Yasmeen Rahimi: Thank you Scott. Just a clarification question. Given that you hope to have the data, I guess in the first half of 2025, can we assume that the study will be a one-year duration or–rather than six months, or a little premature to make these long assumptions on our end?
Scott Harris: Well, the primary end point of the study will be read out at 24 weeks, or six months, and we’re making a decision about whether to continue to follow a patient for other parameters, such as safety or the non-invasive markers, for a longer period of time, and that decision is being made right now. But assuming we get the trial commenced midyear this year and the time period that we anticipate will be necessary to accrue the requisite number of patients, and then the 24-weeks of treatment follow-up, we think that a first half 2025 data readout is very realistic.
Yasmeen Rahimi: Great, thank you so much, and really the best of luck as we’re headed in the next few weeks. Thank you again.
Operator: Thank you. One moment for our next question. Our next question comes from the line of Roger Song from Jefferies.
Roger Song: Great, thank you team for taking our questions. A quick one from us. One, given the pleiotropic effects from pemvidutide, can you guys just lay out what are the key targeted populations you want to address, particularly for example for the obesity plus/minus, NAFLD versus NASH, maybe some other comorbidities pemvidutide that are better or worse positioned to address? If you can give us some details in terms of the numbers, that would be very helpful. I will have a follow-up question after that. Thank you.

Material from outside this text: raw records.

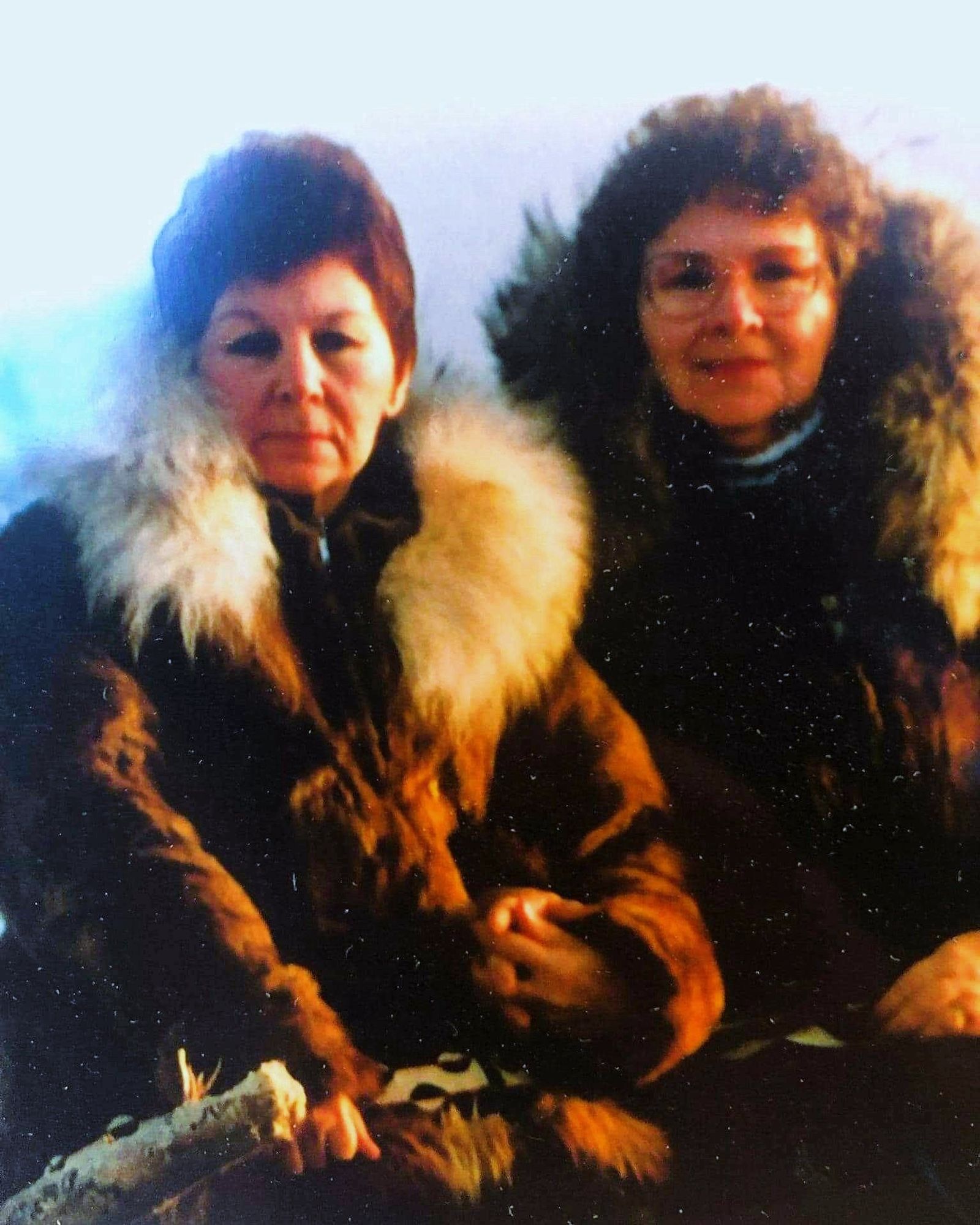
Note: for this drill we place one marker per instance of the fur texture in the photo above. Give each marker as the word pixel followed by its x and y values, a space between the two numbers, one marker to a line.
pixel 482 609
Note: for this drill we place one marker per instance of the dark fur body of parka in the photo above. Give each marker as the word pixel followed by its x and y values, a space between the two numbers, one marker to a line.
pixel 818 635
pixel 252 798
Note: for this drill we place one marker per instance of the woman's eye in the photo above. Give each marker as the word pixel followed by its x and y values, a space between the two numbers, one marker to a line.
pixel 333 342
pixel 694 279
pixel 775 271
pixel 255 345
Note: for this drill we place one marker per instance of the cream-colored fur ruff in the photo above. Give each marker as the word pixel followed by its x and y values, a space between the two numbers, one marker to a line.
pixel 483 602
pixel 486 598
pixel 933 502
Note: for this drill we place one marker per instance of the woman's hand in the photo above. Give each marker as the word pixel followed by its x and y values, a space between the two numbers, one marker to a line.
pixel 537 971
pixel 331 1129
pixel 939 997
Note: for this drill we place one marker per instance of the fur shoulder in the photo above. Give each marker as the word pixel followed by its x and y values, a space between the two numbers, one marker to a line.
pixel 484 601
pixel 932 410
pixel 531 319
pixel 175 520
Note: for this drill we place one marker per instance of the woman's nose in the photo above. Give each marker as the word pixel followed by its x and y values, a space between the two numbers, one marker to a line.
pixel 302 373
pixel 736 306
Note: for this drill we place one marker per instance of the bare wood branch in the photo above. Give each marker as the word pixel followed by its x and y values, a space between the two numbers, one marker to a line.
pixel 115 1180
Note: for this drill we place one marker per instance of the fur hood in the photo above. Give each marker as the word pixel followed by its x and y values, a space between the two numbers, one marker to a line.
pixel 483 601
pixel 902 385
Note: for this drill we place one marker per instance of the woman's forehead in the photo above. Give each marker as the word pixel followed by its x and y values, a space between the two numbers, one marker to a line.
pixel 722 231
pixel 325 286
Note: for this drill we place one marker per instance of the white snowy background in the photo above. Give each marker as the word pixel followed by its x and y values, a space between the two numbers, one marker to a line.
pixel 466 113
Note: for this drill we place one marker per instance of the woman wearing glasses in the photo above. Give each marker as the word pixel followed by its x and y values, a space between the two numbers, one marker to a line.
pixel 769 369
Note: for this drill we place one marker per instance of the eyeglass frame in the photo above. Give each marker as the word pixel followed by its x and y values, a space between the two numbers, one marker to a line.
pixel 815 274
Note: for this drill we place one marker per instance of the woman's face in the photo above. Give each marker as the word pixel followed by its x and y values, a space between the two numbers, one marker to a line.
pixel 738 311
pixel 304 371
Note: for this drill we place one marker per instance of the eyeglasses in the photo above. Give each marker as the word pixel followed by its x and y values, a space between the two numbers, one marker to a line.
pixel 689 285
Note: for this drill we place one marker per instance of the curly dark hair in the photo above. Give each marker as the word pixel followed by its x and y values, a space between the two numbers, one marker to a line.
pixel 753 146
pixel 270 206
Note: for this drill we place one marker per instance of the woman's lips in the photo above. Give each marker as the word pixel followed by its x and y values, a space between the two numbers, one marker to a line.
pixel 297 439
pixel 732 368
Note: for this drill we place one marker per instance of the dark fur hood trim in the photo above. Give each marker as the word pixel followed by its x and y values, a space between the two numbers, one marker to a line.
pixel 903 383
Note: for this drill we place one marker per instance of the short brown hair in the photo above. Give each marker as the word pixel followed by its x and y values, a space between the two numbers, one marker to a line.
pixel 270 206
pixel 767 150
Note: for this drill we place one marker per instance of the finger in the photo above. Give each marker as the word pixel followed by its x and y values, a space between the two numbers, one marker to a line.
pixel 902 993
pixel 524 950
pixel 292 1157
pixel 518 1016
pixel 363 1140
pixel 497 976
pixel 558 910
pixel 500 916
pixel 367 1144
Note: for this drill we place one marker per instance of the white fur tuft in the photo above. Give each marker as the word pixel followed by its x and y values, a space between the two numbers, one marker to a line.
pixel 483 602
pixel 486 600
pixel 175 520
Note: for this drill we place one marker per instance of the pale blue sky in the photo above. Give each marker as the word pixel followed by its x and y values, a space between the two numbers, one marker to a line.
pixel 110 107
pixel 465 112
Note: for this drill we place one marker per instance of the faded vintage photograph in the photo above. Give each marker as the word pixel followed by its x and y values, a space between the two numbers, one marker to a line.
pixel 491 616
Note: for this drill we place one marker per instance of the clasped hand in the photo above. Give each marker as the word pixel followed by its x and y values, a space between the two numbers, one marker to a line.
pixel 939 997
pixel 536 971
pixel 333 1129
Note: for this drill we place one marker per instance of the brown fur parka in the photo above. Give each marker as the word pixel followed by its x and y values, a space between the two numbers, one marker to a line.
pixel 818 635
pixel 259 775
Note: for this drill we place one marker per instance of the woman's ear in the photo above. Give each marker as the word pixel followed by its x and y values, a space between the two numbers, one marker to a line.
pixel 400 394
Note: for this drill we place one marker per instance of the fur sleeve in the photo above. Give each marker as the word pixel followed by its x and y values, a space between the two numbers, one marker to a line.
pixel 580 772
pixel 105 881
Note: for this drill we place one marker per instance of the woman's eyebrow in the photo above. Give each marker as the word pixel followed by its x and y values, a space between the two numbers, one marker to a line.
pixel 244 313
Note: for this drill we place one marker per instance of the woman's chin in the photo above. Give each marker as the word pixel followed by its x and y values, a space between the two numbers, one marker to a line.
pixel 312 480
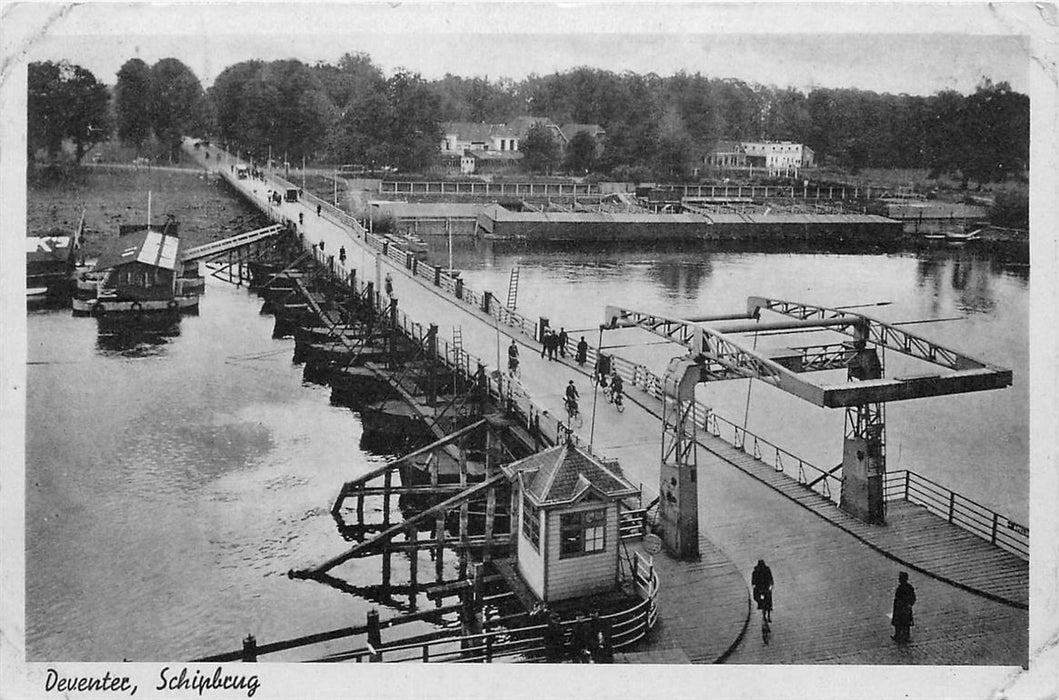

Scott Harris: Hey Roger, and good morning. There is a great deal of overlap between the obesity population and the NASH population. It’s estimated that 50% of obese patients have NAFLD and virtually all NASH patients, at least in the United States, have obesity, and it’s known that they share similar comorbidities. NASH patients at their terminal stages of liver disease die of liver disease, but they predominantly die of the cardiovascular complications, and therefore it’s important when you treat the NASH patient to treat not only the process going on in the liver but also the obesity as well, to have a meaningful impact. We also think that doctors, when they prescribe to patients, will pick drugs for the treatment of NASH that also offer weight loss, not only because they believe it’s so but because patients also want it.
I’d point out that in the NASH space, we believe that we’re the only drug that has effective interventions on both NASH inflammatory and fibrotic activity at the end of the trial, but also weight loss. When you’re looking at the obesity population, clearly right now in its early stages of the marketplace and development, people are looking at one thing – they’re looking at the percentage weight loss. That would be nice if insurance companies were looking at that as well. We note that the primary dose of tirzepatide that’s being prescribed right now is not the 15 milligram dose but the 5 milligram dose – it gives you an idea of the kind of weight loss that prescribers and patients might want right now, and despite the fact that tirzepatide had a higher percentage weight loss than semaglutide in clinical trials, that semaglutide is being prescribed quite nicely.
Our projection for the percentage weight loss is actually greater than semaglutide at 24 weeks, but we think in terms of the target product profile, what will it include, it will include meaningful weight loss, meaning as Vipin pointed out, in that 15% to 20% range, although at the end of 48 weeks, although we think that based on our Phase I study results, we can achieve more than that. We believe a successful target product profile would include that as a base case. We think it’s important that it also be replete with the treatment of the comorbidities that are ultimately going to drive prescriptions and insurance approvals, such as reduction in serum lipids, reduction in hepatic fat, meaningful reductions in blood pressure which we’re achieving, unlike some other compounds in development, with only minimal increases in heart rate.